Gaëlle, alias Moietmezèles, vient de voyager seul en Asie pendant 6 mois, de Saint-Pétersbourg à la Russie à Bali en Indonésie. Elle s'est gentiment prêtée à l'exercice de l'interview, l'occasion pour elle de faire une petite introspection lors de son retour en France. Sans langage de bois, elle aborde ses moments de joie, les difficultés rencontrées, sa prise de conscience et livre ses conseils à ceux qui n'oseraient pas embarquer.

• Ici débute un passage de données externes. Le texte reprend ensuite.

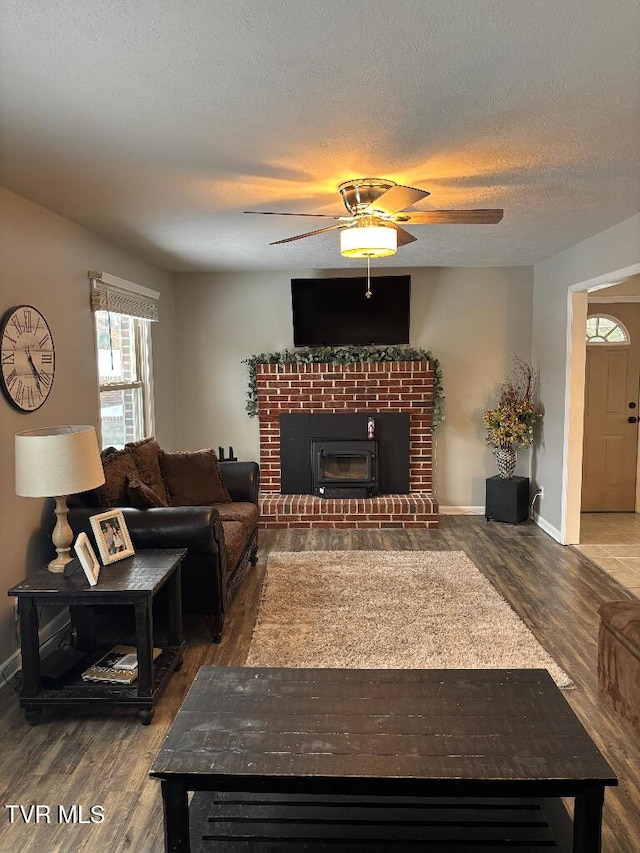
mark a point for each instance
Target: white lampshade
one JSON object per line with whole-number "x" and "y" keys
{"x": 62, "y": 460}
{"x": 55, "y": 462}
{"x": 368, "y": 241}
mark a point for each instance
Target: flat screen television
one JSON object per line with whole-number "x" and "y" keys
{"x": 335, "y": 311}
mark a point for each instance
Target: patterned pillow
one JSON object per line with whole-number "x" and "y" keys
{"x": 141, "y": 496}
{"x": 193, "y": 478}
{"x": 146, "y": 454}
{"x": 118, "y": 468}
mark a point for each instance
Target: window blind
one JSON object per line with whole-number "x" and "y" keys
{"x": 110, "y": 293}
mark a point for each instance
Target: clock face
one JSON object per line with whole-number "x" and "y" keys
{"x": 28, "y": 358}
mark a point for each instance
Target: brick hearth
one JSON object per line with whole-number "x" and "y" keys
{"x": 399, "y": 386}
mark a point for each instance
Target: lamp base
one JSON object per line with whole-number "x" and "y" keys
{"x": 59, "y": 563}
{"x": 62, "y": 537}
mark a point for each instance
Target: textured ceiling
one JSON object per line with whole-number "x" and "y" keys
{"x": 155, "y": 123}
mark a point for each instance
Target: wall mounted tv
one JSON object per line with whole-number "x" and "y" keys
{"x": 335, "y": 311}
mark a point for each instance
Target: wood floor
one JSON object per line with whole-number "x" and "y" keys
{"x": 104, "y": 760}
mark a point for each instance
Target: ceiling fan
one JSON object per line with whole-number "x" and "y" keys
{"x": 376, "y": 212}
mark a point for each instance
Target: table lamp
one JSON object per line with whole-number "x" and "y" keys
{"x": 57, "y": 462}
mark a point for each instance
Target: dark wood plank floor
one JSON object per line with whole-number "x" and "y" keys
{"x": 103, "y": 760}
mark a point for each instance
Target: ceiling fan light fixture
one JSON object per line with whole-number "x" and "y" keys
{"x": 368, "y": 241}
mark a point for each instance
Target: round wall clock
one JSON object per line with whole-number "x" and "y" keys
{"x": 28, "y": 358}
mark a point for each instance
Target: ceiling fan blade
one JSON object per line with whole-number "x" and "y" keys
{"x": 281, "y": 213}
{"x": 450, "y": 217}
{"x": 308, "y": 234}
{"x": 397, "y": 198}
{"x": 404, "y": 238}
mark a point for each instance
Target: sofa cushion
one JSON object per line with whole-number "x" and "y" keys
{"x": 141, "y": 496}
{"x": 245, "y": 513}
{"x": 235, "y": 541}
{"x": 118, "y": 468}
{"x": 146, "y": 455}
{"x": 192, "y": 478}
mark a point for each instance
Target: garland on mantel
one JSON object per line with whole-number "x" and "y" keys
{"x": 346, "y": 355}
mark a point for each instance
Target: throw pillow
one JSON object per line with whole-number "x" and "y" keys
{"x": 141, "y": 496}
{"x": 193, "y": 478}
{"x": 146, "y": 454}
{"x": 118, "y": 468}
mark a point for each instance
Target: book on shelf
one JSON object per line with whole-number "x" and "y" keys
{"x": 118, "y": 666}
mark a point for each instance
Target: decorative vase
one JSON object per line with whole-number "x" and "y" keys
{"x": 506, "y": 458}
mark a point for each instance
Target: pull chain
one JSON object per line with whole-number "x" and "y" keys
{"x": 368, "y": 294}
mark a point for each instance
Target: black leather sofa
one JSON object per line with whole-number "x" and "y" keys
{"x": 221, "y": 541}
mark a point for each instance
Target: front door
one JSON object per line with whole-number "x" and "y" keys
{"x": 610, "y": 429}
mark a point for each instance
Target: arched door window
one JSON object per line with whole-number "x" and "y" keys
{"x": 603, "y": 329}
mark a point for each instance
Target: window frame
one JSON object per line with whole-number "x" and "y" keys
{"x": 139, "y": 305}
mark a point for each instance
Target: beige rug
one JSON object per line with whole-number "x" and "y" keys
{"x": 389, "y": 610}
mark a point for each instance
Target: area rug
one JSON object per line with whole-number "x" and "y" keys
{"x": 389, "y": 610}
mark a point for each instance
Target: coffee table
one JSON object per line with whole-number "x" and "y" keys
{"x": 134, "y": 581}
{"x": 379, "y": 757}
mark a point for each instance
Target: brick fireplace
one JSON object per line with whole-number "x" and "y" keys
{"x": 370, "y": 388}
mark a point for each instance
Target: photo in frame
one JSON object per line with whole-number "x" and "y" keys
{"x": 112, "y": 536}
{"x": 87, "y": 557}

Voyager seule en Asie, Gaëlle a joué à l’interview et a répondu à toutes mes questions. Elle parle de ses joies, de ses difficultés et partage son conseil #Travellerseule

Bonjour Gaelle, peux-tu te présenter en quelques mots?

Bonjour Adeline,

Je suis infirmière depuis de nombreuses années maintenant. Avant cela, je connaissais l'université et la littérature. J'ai récemment fêté mon trentième anniversaire. Je vais faire un court métrage passionné. Passionné de photographie, passionné de voyages, passionné du monde qui nous entoure et surtout de l'humain. J'aime m'investir totalement dans mes projets. J'ai choisi il y a six mois de parcourir le monde sans vraiment savoir pendant combien de temps (même si mon budget avait été soigneusement calculé) et si je pouvais découvrir tous les pays que j'avais en tête ou définis sur ma "liste".

Il y a six mois, vous avez voyagé seul en Asie, quel a été l'élément déclencheur de ce long voyage? Quel était votre projet de voyage?

Pour être honnête, j'ai eu une rupture compliquée il y a quelques années. Je devais le pleurer. J'ai également eu beaucoup de difficultés et de pressions dans mon travail ces derniers temps (conditions difficiles pour faire de l'exercice, manque de personnel, d'équipement, etc.). Après un dur combat en équipe pour obtenir plus de ressources de ma hiérarchie sans réelle amélioration, j'ai décidé d'aller découvrir le monde.

Je pensais à ce voyage il y a plusieurs années parce que le vrai premier clic était mon voyage au Japon en solo, c'était la première fois pour moi. J'avais juré qu'après ce voyage, si le voyage seul n'avait pas été difficile à vivre, que j'appréciais l'adrénaline que procure l'aventure, je ferai le tour du monde. Le temps a passé, j'ai retrouvé ma routine mais j'ai gardé en tête ce voyage et j'ai commencé à économiser "au cas où". Il me fallait juste un moteur, une lassitude dans ma vie quotidienne pour peut-être me donner ce coup de pied dans le dos, cet élan. Bien sûr, ce ne sont pas les raisons les plus attendues, mais pour moi, il n'y a jamais de bonnes ou de mauvaises raisons de partir

Mon projet de voyage n’était pas défini, je voulais dire que j’avais quelques pays à l’esprit à ne pas rater mais que je suis parti avec l’idée de ne pas suivre une "liste", à faire selon mon cœur et mes rencontres. C’est aussi pourquoi, après avoir longuement étudié les guillemets du monde entier, j’ai choisi de ne pas prendre. J'avais encore établi un cadre. J'ai commencé par l'Est pour aller vers l'Ouest, j'ai commencé le voyage par la Russie en hiver puis je me suis dirigé vers l'Asie pour rejoindre ensuite la Nouvelle-Zélande, le Canada et les États-Unis. À l'époque, je soupçonnais qu'il serait difficile de garder le budget de ces trois derniers pays. Mais j'ai vraiment eu l'idée de les découvrir si j'en avais la possibilité.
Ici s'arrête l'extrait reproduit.